Quantitative skills like financial modeling can be taught pretty quickly through training and development programs and bootcamps, Mounce says. But qualitative skills—good judgement; interacting credibly with executives, management teams and peers; collaborative skills; analytical skills—are more natural skill sets that are harder to teach.
Mounce says she hasn’t seen the Great Resignation—the economy-wide trend of people quitting or switching jobs since 2021—manifest at GTCR. PE professionals in general tend to be more committed to long-term careers in private equity.
But the firm has beefed up its parental leave paid time off benefit this year to appeal to its PE professionals. “We found for mid-career it’s a very important benefit and a very important milestone in people’s lives that they need to consider and plan for,” Mounce says.
Private equity firms are also retaining their executives with long, broadly written non-compete agreements, promotions and massive hikes in compensation, Judson adds. The competition for finding new talent is so great, it only makes sense to invest heavily in not losing what you already have.
“I think it’s about preservation as much as it is about identifying new talent,” she says. “I think it goes back to nurturing—you have got to value the people who you already have.”
Finding a new person who’s a fit for your PE firm means finding someone who fits your strategy, who knows your process, who can close a deal, who can work with portfolio company management, and who fits your culture, Judson says. Plus, even if that person does fit with your firm, they’re probably going to change the culture of your firm, because all new hires at the senior level do to some degree.

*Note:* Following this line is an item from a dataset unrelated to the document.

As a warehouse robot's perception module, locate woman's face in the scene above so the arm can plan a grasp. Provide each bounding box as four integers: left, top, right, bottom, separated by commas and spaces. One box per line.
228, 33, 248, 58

“Finding all of those factors in one person, it’s a tall order, and if you have somebody there in your own firm who has shown that talent you don’t want to lose them. Replacing them is enormously difficult.”
For PE executive positions above the vice president level, most of the incoming talent will come from other PE firms. What appeals most to those executives? “Carry, carry, carry, carry–everybody wants carry,” Judson says. “If you’re moving from one private equity firm to another, there’s far more emphasis on things like carry and partnership and growth trajectory.”